シャープ、ダイレクトメタノール型燃料電池において世界最高の出力密度を達成〜モバイル機器向け燃料電池の実用化前進へ
2008年5月15日現在、パッシブ型ダイレクトメタノール型燃料電池の発電部における単位体積あたりとしては、世界最高の出力密度だという。これにより、現在主流のリチウムイオン電池と同等の体積で、より長時間連続使用が可能な燃料電池の実現が期待できるとのこと。

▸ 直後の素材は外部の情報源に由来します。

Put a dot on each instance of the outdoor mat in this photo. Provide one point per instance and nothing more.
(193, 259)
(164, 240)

燃料電池は、水素と酸素の化学反応によるエネルギーを利用しているため、地球環境への負荷が小さく、また化学エネルギーを直接的に電気エネルギーに変換するため発電効率も高いことから、次世代電池として期待されている。なかでもダイレクトメタノール型燃料電池は、メタノールを直接“発電部”に供給し、空気中の酸素と化学反応させて発電するシンプルな構造のため、小型化に適しているとされていたが、これまでは出力密度が低く、発電部や電池体積が大きくなるなどの問題があった。
シャープは、微細加工による薄型セルを用いた「3次元高集積スタック(積層)構造」を開発し、単位体積あたりのセルの表面積を増大させ、かつ均一な隙間領域を確保することで、発電エネルギーの基となる空気をスムーズに対流させることを可能にした。これにより、単位体積あたりの出力密度を世界最高の 0.3W/cc(当社従来比で約7倍)まで向上させることができた。
なお本内容は、同日に開催される「第15回燃料電池シンポジウム」(タワーホール船堀)でも発表される。